Bound on transversal number is exponential in n

VC-dimension is at most 3 in 2D and unbounded in higher dimensions

G"unbaum's conjecture on maximum dual VC-dimension is false

Abstract

Let F be a family of positive homothets (or translates) of a given convex body K in R^n. We investigate two approaches to measuring the complexity of F. First, we find an upper bound on the transversal number $\tau(F)$ of F in terms of $n$ and the independence number $\nu(F)$. This question is motivated by a problem of Gr\"unbaum. Our bound $\tau(F)\le 2^n \binom{2n}{n} (n \log n + \log\log n + 5n) \nu(F)$ is exponential in n, an improvement from the previously known bound of Kim, Nakprasit, Pelsmajer and Skokan, which was of order n^n. By a lower bound, we show that the right order of magnitude is exponential in n.

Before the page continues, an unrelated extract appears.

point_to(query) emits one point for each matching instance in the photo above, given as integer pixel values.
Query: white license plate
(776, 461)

Next, we consider another measure of complexity, the Vapnik--Chervonenkis dimension of F. We prove that this quantity is at most 3 if n=2 and is infinite for some F if n>2. This settles a conjecture of G\"unbaum: Show that the maximum dual VC-dimension of a family of positive homothets of a given convex body K in R^n is n+1. This conjecture was disproved by Naiman and Wynn, who constructed a counterexample of dual VC-dimension $\lfloor 3n/2\rfloor$. Our result implies that no upper bound exists.